Buying a property concentrates your risk, especially if it is leveraged with finance.
In my opinion, it would probably be better to first establish a sizeable portfolio of other asset classes before considering a Buy to Let Property. In that way your risk is far less concentrated and a BTL can actually add some diversification to your investment portfolio. If you insist on property but would like increased diversification maybe you should consider a Listed Property ETF instead (for example the Coreshares Proptrax 10 ETF)?You get exposure to a number of different property types (Commercial, Industrial and Retail) in a number of different locations throughout South Africa and abroad.
If you starting out and want property exposure, consider a diversified property ETF.
Another important lesson I took while researching and writing this blog post is that each property, area, and situation is very unique, and assumptions can vary greatly - so you should always validate any assumptions as thoroughly as possible and then do the calculations and see if it is worth your hard earned money. Run the numbers, it's the only way to know.

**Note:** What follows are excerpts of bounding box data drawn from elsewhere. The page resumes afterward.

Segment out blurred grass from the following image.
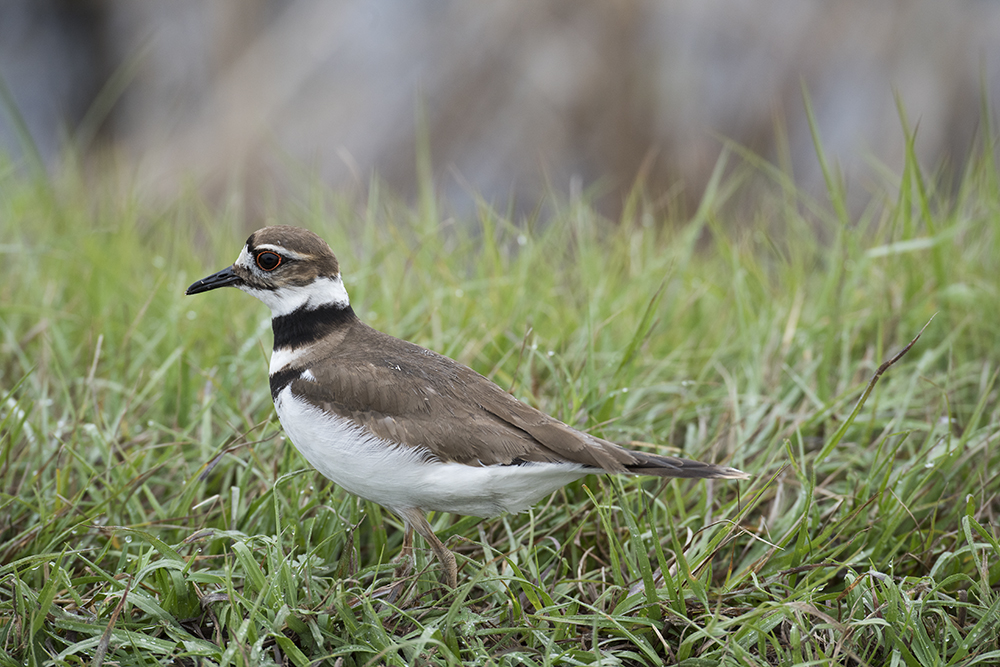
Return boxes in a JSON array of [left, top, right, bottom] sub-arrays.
[[0, 118, 1000, 666]]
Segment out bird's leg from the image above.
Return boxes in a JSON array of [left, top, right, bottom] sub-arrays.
[[402, 508, 458, 588], [394, 518, 413, 579]]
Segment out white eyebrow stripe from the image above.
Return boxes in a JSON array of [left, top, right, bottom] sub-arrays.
[[254, 243, 307, 259]]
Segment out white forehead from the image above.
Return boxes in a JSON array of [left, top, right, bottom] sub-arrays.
[[236, 243, 306, 269]]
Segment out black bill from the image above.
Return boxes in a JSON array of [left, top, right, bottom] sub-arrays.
[[184, 266, 243, 294]]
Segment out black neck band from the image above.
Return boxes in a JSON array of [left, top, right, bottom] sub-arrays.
[[271, 306, 358, 350]]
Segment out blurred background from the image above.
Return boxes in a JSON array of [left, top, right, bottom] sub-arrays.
[[0, 0, 1000, 214]]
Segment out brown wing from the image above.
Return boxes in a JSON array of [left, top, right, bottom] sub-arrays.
[[292, 322, 742, 477]]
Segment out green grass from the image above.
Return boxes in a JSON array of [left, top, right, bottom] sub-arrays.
[[0, 117, 1000, 667]]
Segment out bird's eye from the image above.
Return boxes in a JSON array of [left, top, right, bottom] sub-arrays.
[[257, 252, 281, 271]]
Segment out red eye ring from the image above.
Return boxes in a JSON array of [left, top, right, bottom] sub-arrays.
[[256, 250, 281, 271]]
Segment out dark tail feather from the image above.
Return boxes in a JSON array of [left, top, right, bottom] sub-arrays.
[[625, 450, 750, 479]]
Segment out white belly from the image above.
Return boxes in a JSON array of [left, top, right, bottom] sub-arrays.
[[274, 387, 593, 517]]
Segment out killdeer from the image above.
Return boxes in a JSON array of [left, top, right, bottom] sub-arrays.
[[187, 226, 748, 587]]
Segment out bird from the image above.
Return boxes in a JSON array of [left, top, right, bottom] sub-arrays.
[[186, 225, 749, 588]]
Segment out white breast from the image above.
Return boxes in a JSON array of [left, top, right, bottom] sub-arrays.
[[274, 387, 595, 517]]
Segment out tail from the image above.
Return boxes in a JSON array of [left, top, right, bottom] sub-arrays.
[[625, 450, 750, 479]]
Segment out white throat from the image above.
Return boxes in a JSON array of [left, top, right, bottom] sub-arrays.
[[239, 276, 351, 318]]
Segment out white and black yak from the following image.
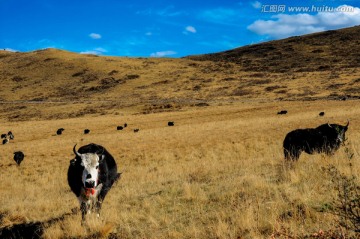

Wow, half of 2016 gone already and we find ourselves in July! Blink and you might miss the second half.

Till next time, Stay Stealthy!
 - ~ - ~

1 On the other hand earning more than 700k a year (which is what you need for the top tax bracket) is a very nice problem to have! Out of interest the tax rates for individuals is available on SARS website over here.
2 Of course when this positive cash flow situation was reached the surplus could have been used to pay off the current bond quicker, or towards a second property or any other investment - but for simplicity I just assumed it would be invested in equities.
3 This ETF invests in 10 Listed property companies and include companies which manage properties in overseas locations, so some decent currency and geography diversification.